Mohn-Limetten-Kuchen ... ohne Zucker: Und ich meine wirklich KOMPLETT ohne Zucker. Auch ohne Honig, Agavendicksaft, Stevia oder sonstigen Ersatz. Einfach vergessen.


„Knusprig“ frittierte Garnelenpäckchen: Beißt du in mich rein, brech ich dir deinen Kiefer. Ob ich die Nudeln vorher eventuell hätte abkochen sollen?


Forellentörtchen mit Thrill: Warum beharrt die Oma noch mal immer so auf den Blasius-Segen? Ach ja, damit man nicht an einer Gräte erstickt. Das ging hier fast daneben. 


Rindfleisch aus dem Wok und ein spezielles Gewürz: Seht ihr diese rötlichen Pünktchen? Das ist Bhut Jolokia. ½ TL für zwei Personen. Feuerwehr? Wäre gut, ja.


Der Außen-groß-innen-nix-los-Knödel: Mit einem stattlichen Durchmesser von ungefähr 15 Zentimetern und einem völlig nicht garen Innenleben aus Ei und Wabbelpilzen ein Fall für den ZONK!

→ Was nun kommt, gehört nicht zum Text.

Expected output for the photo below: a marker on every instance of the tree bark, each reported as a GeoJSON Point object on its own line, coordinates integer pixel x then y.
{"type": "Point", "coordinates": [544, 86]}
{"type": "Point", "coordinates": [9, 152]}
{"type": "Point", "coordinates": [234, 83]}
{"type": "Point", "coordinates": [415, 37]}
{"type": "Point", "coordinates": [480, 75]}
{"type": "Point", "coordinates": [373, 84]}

Anti-Schokoladenkuchen: Noch nie habe ich einen Schokoladenkuchen gebacken, der so trocken war, so wenig schokoladig geschmeckt hat und mir für die nächsten Tage das Wort Schokolade so verleidet hat, wie dieser hier. Wenn man sich soooo sehr auf ein schönes, schmatziges, voluptuöses Stück Schokokuchen freut *lufthol* und dann ... und dann .. ach, menno!


Selbstportrait mit Fleisch: Warum fotografiert man so was? Ehrlich, ich weiß es nicht mehr ... Hach, diese Zustände geistiger Umnachtung!


Terminator-Vollkorn-diesmal-Laugenknoten: Der Einbrecher ist ja schon ausgeknockt, wie wär´s diesmal als Wurfgeschoss für die Tauben, die den Hinterhof als neue Chillout-Zone auserkoren haben?  


Deftige Erdbeer-Schoko-Käsetorte: Sieht die nicht oberhammerlecker aus? Knackige Erdbeeren, ein feiner Knusperkeksboden und eine Schokocreme mit Frischkäse. Leider kein milder Frischkäse. Leider extrem salziger Frischkäse. Mist! 






Hattet ihr auch schon solche Koch- und Back-Katastrophen? Die würde ich natürlich gerne lesen!

Ach und kuck an, jetzt hat es aufgehört zu regnen und ich werde mal eine Runde laufen gehen und dann schön einkaufen, damit es in der nächsten Woche wieder was besseres zu essen gibt, als das eben hier gezeigte! ;-) Habt ein tolles Wochenende!